At this juncture, 15% of European electricity originates from Wind. Although installations of Wind farms were up 27% in 2019 compared to 2018, the rate needs to double each year in order to stay on target for a zero carbon 2050. The situation is more acute for solar energy, with a fivefold increase in capacity required by 2025, according to the annual PV status report by the European Commission. Thus far, the renewable energy ambitions set out in the Green New Deal have yet to be reinforced by commensurate action.
A further issue here is Europe’s dependence upon Chinese markets for the component parts required for solar and wind energy. The events of recent months have illuminated the risks of dependence on drawn-out, complex and globalised supply chains. With Europe’s withdrawal from nuclear energy as part of its transition away from fossil fuels, the need to solve these issues is greater still. Once again, nuclear energy is a contentious issue hotly contested between member states.
These are the questions that need discussing alongside the ambitious rhetoric deployed by the Union in recent months. While the EU’s focus upon renewable energy is important and positive, as of yet, the Union does not seem to be clear on the numbers.

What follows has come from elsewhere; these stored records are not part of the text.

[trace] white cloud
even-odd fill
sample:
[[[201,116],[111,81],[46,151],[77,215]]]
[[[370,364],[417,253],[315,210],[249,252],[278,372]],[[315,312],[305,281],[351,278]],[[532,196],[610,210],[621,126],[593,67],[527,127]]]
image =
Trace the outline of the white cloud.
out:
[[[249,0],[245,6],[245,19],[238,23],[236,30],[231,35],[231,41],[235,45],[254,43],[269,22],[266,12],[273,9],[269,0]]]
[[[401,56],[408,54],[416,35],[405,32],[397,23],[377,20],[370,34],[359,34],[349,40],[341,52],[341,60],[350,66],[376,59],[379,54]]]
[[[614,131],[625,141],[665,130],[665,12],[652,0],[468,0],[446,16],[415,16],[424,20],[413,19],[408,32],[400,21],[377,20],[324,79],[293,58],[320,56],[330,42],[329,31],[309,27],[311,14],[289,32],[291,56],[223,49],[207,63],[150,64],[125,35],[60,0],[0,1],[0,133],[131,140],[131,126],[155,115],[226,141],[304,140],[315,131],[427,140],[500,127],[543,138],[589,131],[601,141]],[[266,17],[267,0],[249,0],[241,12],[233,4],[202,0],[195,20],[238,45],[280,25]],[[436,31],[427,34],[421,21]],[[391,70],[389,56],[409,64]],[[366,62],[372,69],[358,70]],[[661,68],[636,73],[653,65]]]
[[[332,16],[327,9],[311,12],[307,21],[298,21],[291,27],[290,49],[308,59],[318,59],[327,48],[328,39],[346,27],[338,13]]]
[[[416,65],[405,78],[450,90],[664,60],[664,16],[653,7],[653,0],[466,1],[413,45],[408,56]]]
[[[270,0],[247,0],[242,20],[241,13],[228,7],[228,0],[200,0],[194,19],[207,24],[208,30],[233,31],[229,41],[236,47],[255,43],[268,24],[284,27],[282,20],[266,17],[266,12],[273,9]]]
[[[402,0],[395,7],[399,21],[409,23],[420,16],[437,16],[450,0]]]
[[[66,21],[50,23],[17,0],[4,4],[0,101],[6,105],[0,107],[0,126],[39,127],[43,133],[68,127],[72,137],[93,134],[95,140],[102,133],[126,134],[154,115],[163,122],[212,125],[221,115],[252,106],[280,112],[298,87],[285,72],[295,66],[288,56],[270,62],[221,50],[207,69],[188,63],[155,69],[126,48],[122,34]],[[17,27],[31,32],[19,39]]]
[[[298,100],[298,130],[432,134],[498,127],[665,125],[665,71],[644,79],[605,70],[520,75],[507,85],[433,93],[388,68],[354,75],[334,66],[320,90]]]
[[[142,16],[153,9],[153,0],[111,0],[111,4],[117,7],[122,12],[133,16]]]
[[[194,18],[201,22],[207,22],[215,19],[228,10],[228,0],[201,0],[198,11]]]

While the emphasis on partnership working in the renewable energy financing mechanism is commendable, tension remains as to which forms of energy are to be favoured and when others are to be phased out. The four week consultation on the new renewable energy financing mechanism is set to end on June 8th and should be operational early next year. Whether these tensions and ambiguities can be ironed out by then remains to be seen.